6番目も忘れやすいところです。隣の土地を借りて置き場を広げた場合、面積の記載が変わります。届出の対象になる可能性もあります。「少し広げただけ」で済ませないでください。

作り方の実務

更新の手間を減らす工夫があります。

  • 変わりやすい項目(代表者名、責任者名)を差し替えられる構造にする
  • 屋外用の素材を使う(退色しにくいもの)
  • 雨がかかりにくい位置に付ける
  • 敷地の外から読める高さと大きさにする
  • 複数の出入口がある場合、それぞれに掲示する

1番目が効きます。全部を作り直す必要があると思うと、更新が後回しになります。差し替えられる作りにしておけば、その日に直せます。
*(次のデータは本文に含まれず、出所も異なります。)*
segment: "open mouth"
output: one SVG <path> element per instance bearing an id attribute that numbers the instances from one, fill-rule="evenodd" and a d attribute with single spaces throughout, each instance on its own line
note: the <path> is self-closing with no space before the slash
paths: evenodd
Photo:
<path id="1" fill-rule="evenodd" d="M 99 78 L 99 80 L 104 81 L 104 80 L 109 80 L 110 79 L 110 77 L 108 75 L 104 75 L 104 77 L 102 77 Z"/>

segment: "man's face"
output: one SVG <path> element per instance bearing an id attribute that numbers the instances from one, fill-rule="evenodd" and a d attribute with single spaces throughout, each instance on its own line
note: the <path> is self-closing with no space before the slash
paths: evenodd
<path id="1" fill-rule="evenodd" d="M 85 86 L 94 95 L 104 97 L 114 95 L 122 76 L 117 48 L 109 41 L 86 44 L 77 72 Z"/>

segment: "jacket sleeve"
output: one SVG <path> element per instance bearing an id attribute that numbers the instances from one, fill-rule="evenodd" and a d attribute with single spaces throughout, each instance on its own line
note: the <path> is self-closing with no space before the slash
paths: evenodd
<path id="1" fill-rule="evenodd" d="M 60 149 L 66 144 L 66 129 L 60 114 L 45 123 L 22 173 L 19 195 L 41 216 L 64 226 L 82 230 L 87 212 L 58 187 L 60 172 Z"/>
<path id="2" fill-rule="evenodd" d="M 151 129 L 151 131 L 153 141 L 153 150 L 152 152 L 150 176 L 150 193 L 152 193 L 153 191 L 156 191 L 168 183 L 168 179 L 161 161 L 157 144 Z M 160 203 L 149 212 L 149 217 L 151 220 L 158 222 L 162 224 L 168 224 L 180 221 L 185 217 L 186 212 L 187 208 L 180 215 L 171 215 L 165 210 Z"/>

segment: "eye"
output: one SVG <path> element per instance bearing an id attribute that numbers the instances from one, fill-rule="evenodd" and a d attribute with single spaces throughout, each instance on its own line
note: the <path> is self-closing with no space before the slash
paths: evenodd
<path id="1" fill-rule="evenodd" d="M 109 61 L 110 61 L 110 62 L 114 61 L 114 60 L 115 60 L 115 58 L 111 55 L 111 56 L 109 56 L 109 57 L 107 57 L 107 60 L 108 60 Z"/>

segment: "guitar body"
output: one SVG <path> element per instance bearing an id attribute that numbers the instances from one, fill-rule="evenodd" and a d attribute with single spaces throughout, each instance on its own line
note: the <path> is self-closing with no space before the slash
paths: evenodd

そして掲示を更新したら、写真を撮って日付とともに残してください。いつ何を直したかの記録になります。承継の際、後継者に引き継ぐ資料にもなります。

掲示以外の表示も点検する

掲示板と同時に、現場の表示を確認してください。

  • 保管場所の品目表示
  • 立入禁止の表示
  • 危険物の保管場所の表示
  • 消火設備の位置の表示
  • 作業手順の掲示
  • 緊急時の連絡先

1番目は保管の区分と対になっています。区分して置いていても、表示がなければ検査で「区分されている」と判断されません

6番目は災害や事故の際に効きます。誰でも見える場所に、消防・救急・所管・社長の連絡先を並べて貼ってください。

年に一度の点検表にまとめる

掲示と表示の確認を、他の点検と一緒に行うのが現実的です。

1枚の点検表に次を並べてください。

  • 許可・登録の有効期限
  • 掲示板の記載内容
  • 現場の各表示
  • 資格者の一覧と資格の有効期限
  • 設備の点検記録
  • 保険の契約内容

この表を決算のタイミングで確認する運用にしてください。期限のあるものをまとめて見れば、失効に気づかないという事態が防げます

そして確認した記録を残してください。点検を続けてきた履歴そのものが、体制を示す資料になります。

後継者に管理を移す

許認可と掲示の管理は、承継の際に引き継ぐ必要があります。

  • どの許可・登録を持っているか
  • それぞれの期限と更新の手続き
  • 所管の窓口と担当者
  • 過去の変更届の履歴
  • 掲示の内容と、変更が必要になる場面

3番目は書面に残してください。どこに聞けばよいかを知っているかどうかで、手続きの速さが変わります

そして交代の前に、後継者を窓口に同行させてください。一度顔を合わせておけば、代表者が変わった後の相談がしやすくなります。

※ 掲示すべき事項は許可・登録の種類および自治体の条例によって異なります。具体的な内容は所管の窓口にご確認ください。